Below, we will concatenate tensors X and X + 1 on the channel dimension to construct an input with 2 channels.

In [20]:
X = torch.cat((X, X + 1), 1)
X

tensor([[[[ 0.,  1.,  2.,  3.],
          [ 4.,  5.,  6.,  7.],
          [ 8.,  9., 10., 11.],
          [12., 13., 14., 15.]],

         [[ 1.,  2.,  3.,  4.],
          [ 5.,  6.,  7.,  8.],
          [ 9., 10., 11., 12.],
          [13., 14., 15., 16.]]]])

As we can see, the number of output channels is still 2 after pooling.

In [21]:
pool2d = nn.MaxPool2d(3, padding=1, stride=2)
pool2d(X)

tensor([[[[ 5.,  7.],
          [13., 15.]],

         [[ 6.,  8.],
          [14., 16.]]]])

**6.5.4. Summary**

Taking the input elements in the pooling window, the maximum pooling operation assigns the maximum value as the output and the average pooling operation assigns the average value as the output.

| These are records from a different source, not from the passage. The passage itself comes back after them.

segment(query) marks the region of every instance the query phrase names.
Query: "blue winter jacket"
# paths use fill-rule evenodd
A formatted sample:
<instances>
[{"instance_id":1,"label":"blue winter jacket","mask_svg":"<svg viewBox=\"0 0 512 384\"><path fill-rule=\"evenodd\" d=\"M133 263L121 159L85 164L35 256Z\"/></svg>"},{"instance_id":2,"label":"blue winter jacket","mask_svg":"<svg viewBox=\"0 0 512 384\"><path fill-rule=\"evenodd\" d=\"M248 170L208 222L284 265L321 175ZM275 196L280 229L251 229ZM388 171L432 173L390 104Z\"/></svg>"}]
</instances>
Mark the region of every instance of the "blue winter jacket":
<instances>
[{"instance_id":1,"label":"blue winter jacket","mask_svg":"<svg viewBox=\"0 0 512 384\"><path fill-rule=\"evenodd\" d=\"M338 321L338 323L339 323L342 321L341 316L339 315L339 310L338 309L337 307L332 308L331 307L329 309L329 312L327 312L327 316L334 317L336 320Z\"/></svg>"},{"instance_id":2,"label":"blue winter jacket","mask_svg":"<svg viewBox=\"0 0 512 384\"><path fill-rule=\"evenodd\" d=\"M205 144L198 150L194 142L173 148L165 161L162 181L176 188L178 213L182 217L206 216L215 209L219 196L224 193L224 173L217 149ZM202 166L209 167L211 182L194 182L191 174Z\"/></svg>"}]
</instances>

One of the major benefits of a pooling layer is to alleviate the excessive sensitivity of the convolutional layer to location.

We can specify the padding and stride for the pooling layer.

Maximum pooling, combined with a stride larger than 1 can be used to reduce the spatial dimensions (e.g., width and height).

The pooling layer’s number of output channels is the same as the number of input channels.